Falls Church

Supreme Court: “We Won’t Hear Case”

[Episcopal News Service] More than seven years after a majority of clergy and members of several Diocese of Virginia congregations declared they had left the Episcopal Church and the question of ownership of the property involved began to be litigated, the U.S. Supreme Court refused on March 10 to hear the appeal of the last congregation still at odds with the Episcopal Church and the diocese.

The court gave no reason for deciding not to review a 2013 ruling by the Virginia Supreme Court reaffirming an earlier circuit court ruling that returned The Falls Church property to loyal Episcopalians to use for the mission of the Diocese of Virginia and the Episcopal Church. The court’s decision was included in its March 10 order list and was one of 121 requests for review that it refused.

All that remains in the case is for the Diocese of Virginia to request an order from the Fairfax Circuit Court releasing to the diocese more than $2.6 million that was in the Falls Church’s bank accounts at the time of the split and that the court has been holding in escrow during the progression of the case.

“We are most gratified by the Supreme Court’s ruling,” said Diocese of Virginia Bishop Shannon S. Johnston in a press release. “We look forward to the possibilities that the months ahead will bring, and continue to keep those affected by the litigation in our prayers.”

In an accompanying letter to the diocese, Johnston called March 10 “an important day for our diocese” because of the ruling.

We finally can say, with great thankfulness, that the Diocese of Virginia no longer is involved in property litigation …[and] … The Falls Church Episcopal is free to continue to worship and grow in its home church buildings.”

“Although today marks an official and much anticipated end to the litigation, it also marks a beginning,” the bishop said. “We will now be able to focus fully our attentions on the many truly exciting ministries all over our diocese. I pray that those in the [Convocation of Anglicans in North American] congregations will join us in turning this fresh page.”

The Rev. John Ohmer, rector of The Falls Church Episcopal, said in the diocesan release that “although it breaks my heart to think of where all that money and energy could have gone, today’s news is uplifting for our congregation.”

“My hope and prayer is that all sides can now continue to grow their communities of worship, ministries and outreach in our church homes,” he said.

The Falls Church Anglican congregation on Oct. 9, 2013 asked the country’s highest court to review the Virginia Supreme Court’s decision. A chronology of the court filings, including those from other interested parties, which followed from that request is here.

The Falls Church was one of 11 congregations in the diocese in which a majority of members voted to disaffiliate from the diocese and the Episcopal Church. Over the years, all but The Falls Church Anglican had settled their property conflicts with the diocese and the church after judicial decisions in favor of the diocese and the church.

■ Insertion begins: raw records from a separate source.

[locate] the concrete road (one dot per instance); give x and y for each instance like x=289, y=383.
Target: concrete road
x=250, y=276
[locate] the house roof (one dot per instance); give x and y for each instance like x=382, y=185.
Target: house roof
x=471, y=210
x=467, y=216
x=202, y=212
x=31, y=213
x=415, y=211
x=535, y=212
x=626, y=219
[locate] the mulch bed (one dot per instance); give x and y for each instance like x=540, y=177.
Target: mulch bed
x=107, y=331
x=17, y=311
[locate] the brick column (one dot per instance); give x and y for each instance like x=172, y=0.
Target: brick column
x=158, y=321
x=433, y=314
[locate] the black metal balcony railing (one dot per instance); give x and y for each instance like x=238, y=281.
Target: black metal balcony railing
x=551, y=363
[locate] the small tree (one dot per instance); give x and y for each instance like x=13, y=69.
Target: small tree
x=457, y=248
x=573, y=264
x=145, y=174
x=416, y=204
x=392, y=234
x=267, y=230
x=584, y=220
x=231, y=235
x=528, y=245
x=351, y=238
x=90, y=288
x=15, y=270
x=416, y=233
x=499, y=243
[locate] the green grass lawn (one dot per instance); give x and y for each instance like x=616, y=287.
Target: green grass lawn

After a Fairfax County Circuit Court judge ordered The Falls Church Anglican in March 2012 to return the parish property to the diocese, the Anglicans only agreed to allow the Episcopalians to return to the parish building to celebrate Easter (April 8, 2012). However, the Anglican congregation soon thereafter appealed to the state Supreme Court and in the meantime asked the Circuit Court to prevent the Episcopalians from returning again until the high court ruled. The Circuit Court refused and the Falls Church Episcopalians returned to their property on May 15, 2012.

The Virginia Supreme Court on April 18, 2013 affirmed the circuit court ruling returning the Falls Church property to the Episcopalians. The Falls Church Anglican asked the state Supreme Court to reconsider, despite earlier comments by the Rev. John Yates, The Falls Church Anglican’s rector, on April 28 that the Supreme Court’s “overwhelming rejection of our arguments … reduces our legal options drastically.”

Then in June 2013, the state’s high court refused to reconsider its ruling and Falls Church Anglican later decided to ask the U.S. Supreme Court to review the state court’s actions.

The leaders of the Anglican congregation have not yet commented on the high court’s decision, but in a Feb. 24 update to the members Junior Warden Kristen Short acknowledged that the request for review was “against the odds.” The decision to go to the U.S. Supreme Court, she said, was part of what she called the congregation’s ministry of “speaking boldly on behalf of believing individuals and faithful congregations across the country who are under attack.”

“We have tried to discern God’s will at every juncture and believe we are acting out of obedience to Him,” she wrote. “While we may not relish the ‘battle’ we’re in, we did not sense that the Lord was giving us permission to withdraw.”